I got the opportunity to take my first LTO teaching contract this year with an awesome grade 3&4 group earlier this year. It was definitely full-on in comparison to the daily supply work I was getting so complacent in, but I grew to love them so much over the course of the month I spent with them. I was totally stressed out and overwhelmed most days, but they were so kind and funny and bright and made me laugh so much, it made it worth it. This group of students had been without a permanent teacher since the winter break when I met them in early February, so we started with an initial conversation about what they WANTED to learn in Language and Math with me over the next few weeks. “We don’t even know division yet!” Pshhh, of course they did! They knew multiplication. Same, same… but different.
Taking on an LTO with not much communication from the last teacher is definitely tricky (especially when they hadn’t been in the class for 3 weeks before officially taking leave). The beginning lessons felt like the students were often so bored/beyond my multiplication and math facts review, trying to grasp where they were at. Finding tasks that actually challenged them and slowed them down a bit always felt like a huge win. The grade 3/4 split was also something new for me to manage, and be mindful of my expectations when instructing the whole group. Luckily most of them were math wizkids, and we got to learning about division and inverse operations pretty smoothly.
We completed this Guess Who? activity with 12 student-written math sentences answering questions describing themselves. Students were instructed to include 5 multiplication sentences, 5 division sentences, 1 addition and finally 1 subtraction sentence. In addition to the math being correct, they were also awarded marks for following these instructions.

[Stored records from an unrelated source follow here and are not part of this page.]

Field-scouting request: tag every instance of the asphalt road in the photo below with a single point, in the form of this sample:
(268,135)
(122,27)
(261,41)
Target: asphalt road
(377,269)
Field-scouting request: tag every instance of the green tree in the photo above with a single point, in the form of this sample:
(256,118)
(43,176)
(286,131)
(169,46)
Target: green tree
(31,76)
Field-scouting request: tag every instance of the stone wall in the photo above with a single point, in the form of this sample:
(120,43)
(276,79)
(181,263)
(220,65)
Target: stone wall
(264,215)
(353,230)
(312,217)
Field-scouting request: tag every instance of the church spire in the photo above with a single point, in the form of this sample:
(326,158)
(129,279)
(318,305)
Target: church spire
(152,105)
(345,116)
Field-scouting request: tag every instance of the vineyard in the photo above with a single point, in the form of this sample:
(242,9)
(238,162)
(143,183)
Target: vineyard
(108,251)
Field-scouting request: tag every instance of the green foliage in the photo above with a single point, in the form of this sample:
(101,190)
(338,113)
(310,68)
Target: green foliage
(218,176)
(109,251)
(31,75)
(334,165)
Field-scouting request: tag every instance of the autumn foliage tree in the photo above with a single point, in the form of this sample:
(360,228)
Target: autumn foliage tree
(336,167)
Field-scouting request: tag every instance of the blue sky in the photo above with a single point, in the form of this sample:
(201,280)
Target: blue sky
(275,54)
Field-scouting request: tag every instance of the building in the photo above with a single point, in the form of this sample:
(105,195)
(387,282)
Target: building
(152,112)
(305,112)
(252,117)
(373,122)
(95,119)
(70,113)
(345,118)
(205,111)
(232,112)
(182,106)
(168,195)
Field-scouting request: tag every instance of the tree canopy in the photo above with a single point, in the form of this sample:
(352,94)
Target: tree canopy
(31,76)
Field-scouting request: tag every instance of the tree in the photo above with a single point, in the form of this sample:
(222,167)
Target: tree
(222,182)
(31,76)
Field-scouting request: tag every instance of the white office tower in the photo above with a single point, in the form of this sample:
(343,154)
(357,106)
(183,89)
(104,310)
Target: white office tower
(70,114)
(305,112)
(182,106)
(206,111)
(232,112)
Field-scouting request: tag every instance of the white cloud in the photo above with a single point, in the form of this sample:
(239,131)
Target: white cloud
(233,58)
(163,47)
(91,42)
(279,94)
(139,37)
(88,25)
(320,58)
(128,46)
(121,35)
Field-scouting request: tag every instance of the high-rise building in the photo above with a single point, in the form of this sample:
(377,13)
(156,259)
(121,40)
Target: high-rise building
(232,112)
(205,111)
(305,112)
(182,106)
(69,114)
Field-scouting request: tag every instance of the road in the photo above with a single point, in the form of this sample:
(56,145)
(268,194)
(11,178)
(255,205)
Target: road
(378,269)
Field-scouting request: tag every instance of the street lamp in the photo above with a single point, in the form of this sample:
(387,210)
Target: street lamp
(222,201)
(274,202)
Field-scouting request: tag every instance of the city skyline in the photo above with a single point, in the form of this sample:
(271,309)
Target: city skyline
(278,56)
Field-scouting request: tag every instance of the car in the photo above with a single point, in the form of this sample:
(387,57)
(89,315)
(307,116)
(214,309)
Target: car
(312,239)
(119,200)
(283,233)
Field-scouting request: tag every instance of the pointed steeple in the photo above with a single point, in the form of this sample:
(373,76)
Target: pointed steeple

I got to tackle my first bulletin board with this class (they still had some Christmas tree mosaic up in February!) and I got to show off my version of a little classroom TLC. The self-portraits are too cute! And the art-making was a great motivator to push them through the math task. Multiple rpunds of editing were needed with pushes to try to come up with math sentences a little more complicated than “x 1” or “÷ 1” (could’ve been a great opportunity to introduce prime numbers, now that I think back on it…) and reminders about following instructions for the operation limits (luckily we can easily swap around some of the same numbers to turn a multiplication sentence into a division sentence [and vice-versa!]), but I am certainly very proud of the final products, no pun intended.